If a UK couple retire to Thailand, do they need $20,000 each or between them? There joint pension is about $1200 a month. Thanks.


----------



## agudbuk (Dec 13, 2015)

800.000฿ each

Sent from my Grand using Tapatalk


----------



## Charliebrown701 (Aug 8, 2016)

Thanks for that, does that money have to be left in Thai bank? if so for how long?


----------



## Mweiga (Sep 24, 2010)

Charliebrown701 said:


> Thanks for that, does that money have to be left in Thai bank? if so for how long?


Unless it's been changed in the last year or so , you need to have the money in your Thai bank account 2 months prior to making the initial visa application and 3 months prior to each annual visa renewal.


----------



## Charliebrown701 (Aug 8, 2016)

Thanks Mweiga, I recently read that if a couple are married, they only need to have 800kBaht for one of them, is that correct?

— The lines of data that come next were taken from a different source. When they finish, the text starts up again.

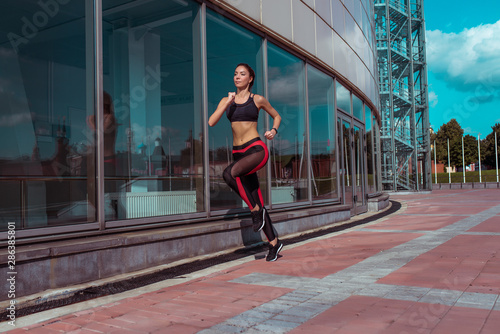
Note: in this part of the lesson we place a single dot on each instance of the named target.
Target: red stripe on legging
(258, 142)
(261, 198)
(264, 161)
(243, 193)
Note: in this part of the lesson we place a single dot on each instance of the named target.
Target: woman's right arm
(221, 108)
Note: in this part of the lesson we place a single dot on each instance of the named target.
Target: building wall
(147, 78)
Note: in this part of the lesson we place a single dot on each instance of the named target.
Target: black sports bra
(245, 112)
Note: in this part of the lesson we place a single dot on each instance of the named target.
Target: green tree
(488, 146)
(470, 149)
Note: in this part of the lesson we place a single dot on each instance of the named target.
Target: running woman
(250, 153)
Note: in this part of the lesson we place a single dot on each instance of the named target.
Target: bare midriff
(243, 132)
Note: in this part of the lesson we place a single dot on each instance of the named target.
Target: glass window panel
(343, 98)
(324, 42)
(369, 150)
(322, 132)
(46, 160)
(153, 144)
(223, 57)
(357, 107)
(286, 95)
(377, 154)
(338, 17)
(323, 9)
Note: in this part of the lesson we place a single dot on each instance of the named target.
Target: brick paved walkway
(431, 267)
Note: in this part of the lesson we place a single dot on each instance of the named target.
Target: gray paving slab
(289, 310)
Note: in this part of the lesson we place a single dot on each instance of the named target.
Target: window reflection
(322, 131)
(46, 159)
(357, 107)
(343, 98)
(287, 151)
(369, 150)
(245, 47)
(151, 76)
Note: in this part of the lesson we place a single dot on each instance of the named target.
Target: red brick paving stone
(145, 325)
(417, 222)
(81, 331)
(64, 327)
(462, 320)
(490, 225)
(178, 329)
(443, 209)
(17, 331)
(492, 324)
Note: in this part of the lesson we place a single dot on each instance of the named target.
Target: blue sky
(463, 59)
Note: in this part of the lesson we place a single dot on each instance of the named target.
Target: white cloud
(468, 61)
(433, 99)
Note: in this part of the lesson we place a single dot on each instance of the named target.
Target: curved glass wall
(357, 107)
(369, 151)
(47, 164)
(158, 159)
(322, 132)
(343, 97)
(286, 94)
(153, 132)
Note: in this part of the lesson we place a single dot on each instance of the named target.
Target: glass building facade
(104, 107)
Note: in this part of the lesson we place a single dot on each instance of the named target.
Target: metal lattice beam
(405, 143)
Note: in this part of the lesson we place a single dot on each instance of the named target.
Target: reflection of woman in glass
(249, 152)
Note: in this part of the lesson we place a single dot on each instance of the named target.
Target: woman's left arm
(262, 103)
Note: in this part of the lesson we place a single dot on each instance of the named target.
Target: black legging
(241, 176)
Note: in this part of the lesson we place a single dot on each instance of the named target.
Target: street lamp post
(449, 167)
(463, 159)
(435, 165)
(496, 154)
(479, 154)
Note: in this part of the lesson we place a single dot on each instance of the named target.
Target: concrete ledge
(58, 264)
(468, 185)
(378, 203)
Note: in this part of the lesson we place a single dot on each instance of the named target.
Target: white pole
(496, 154)
(449, 167)
(435, 164)
(463, 159)
(479, 154)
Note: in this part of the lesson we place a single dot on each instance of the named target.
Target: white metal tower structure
(405, 142)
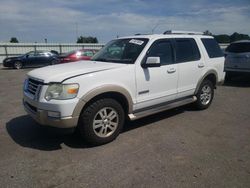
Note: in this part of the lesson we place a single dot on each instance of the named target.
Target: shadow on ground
(27, 133)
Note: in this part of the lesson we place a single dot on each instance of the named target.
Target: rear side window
(162, 49)
(212, 47)
(238, 47)
(186, 50)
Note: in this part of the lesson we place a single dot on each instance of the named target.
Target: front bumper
(41, 115)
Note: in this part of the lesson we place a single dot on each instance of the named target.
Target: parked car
(77, 55)
(131, 77)
(237, 58)
(32, 59)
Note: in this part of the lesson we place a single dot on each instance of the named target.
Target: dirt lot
(176, 148)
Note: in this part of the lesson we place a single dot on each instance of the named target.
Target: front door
(157, 85)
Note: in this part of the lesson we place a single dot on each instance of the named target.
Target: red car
(77, 55)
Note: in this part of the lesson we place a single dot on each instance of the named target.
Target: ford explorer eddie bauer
(130, 77)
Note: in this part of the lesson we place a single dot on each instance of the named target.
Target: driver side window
(162, 49)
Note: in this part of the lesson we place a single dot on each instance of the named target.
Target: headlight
(61, 91)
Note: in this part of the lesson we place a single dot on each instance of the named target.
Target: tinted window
(212, 47)
(121, 50)
(239, 47)
(162, 49)
(186, 50)
(87, 53)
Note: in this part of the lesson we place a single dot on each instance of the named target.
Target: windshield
(239, 47)
(121, 51)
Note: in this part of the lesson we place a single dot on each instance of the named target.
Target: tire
(228, 76)
(205, 95)
(53, 62)
(18, 65)
(101, 122)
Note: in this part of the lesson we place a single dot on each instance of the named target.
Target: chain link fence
(16, 49)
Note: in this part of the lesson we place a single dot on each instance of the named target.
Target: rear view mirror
(152, 62)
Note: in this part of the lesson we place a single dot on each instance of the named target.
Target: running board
(162, 108)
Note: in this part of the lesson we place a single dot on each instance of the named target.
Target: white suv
(130, 77)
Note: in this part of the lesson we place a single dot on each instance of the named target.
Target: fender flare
(203, 77)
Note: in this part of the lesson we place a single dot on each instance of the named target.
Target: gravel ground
(177, 148)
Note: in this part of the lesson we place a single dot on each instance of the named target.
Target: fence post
(6, 51)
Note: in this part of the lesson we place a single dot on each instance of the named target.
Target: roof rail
(183, 32)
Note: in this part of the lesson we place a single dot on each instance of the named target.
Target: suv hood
(58, 73)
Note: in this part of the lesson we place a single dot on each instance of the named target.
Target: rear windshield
(212, 47)
(239, 47)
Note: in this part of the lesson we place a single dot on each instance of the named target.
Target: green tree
(89, 39)
(222, 38)
(13, 40)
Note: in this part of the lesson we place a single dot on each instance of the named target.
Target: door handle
(171, 70)
(200, 65)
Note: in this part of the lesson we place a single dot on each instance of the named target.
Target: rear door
(190, 65)
(156, 85)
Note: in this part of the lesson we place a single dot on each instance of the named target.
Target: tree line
(222, 38)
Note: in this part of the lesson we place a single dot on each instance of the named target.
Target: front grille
(30, 107)
(34, 87)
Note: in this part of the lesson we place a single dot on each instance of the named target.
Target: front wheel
(205, 95)
(102, 121)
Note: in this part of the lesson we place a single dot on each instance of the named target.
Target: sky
(63, 20)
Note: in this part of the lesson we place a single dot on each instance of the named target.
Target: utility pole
(76, 30)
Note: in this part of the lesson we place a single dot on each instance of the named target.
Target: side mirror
(152, 62)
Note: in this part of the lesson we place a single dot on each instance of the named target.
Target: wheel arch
(210, 75)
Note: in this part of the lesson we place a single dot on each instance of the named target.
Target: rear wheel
(18, 65)
(228, 76)
(102, 121)
(205, 95)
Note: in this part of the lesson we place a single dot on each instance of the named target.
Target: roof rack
(183, 32)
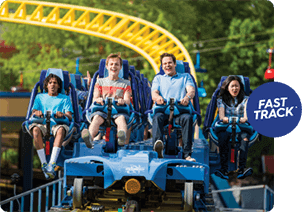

Or is that if one of them is Thai?


----------



## Martinsyam (Jul 28, 2016)

Read the other forums on this subject , the agencies can do everything for you , usual cost about 15,000 Baht and you don't have to have the cash in the bank , it's up to you !


----------



## Charliebrown701 (Aug 8, 2016)

Thank you so much for your reply. Very helpful.


----------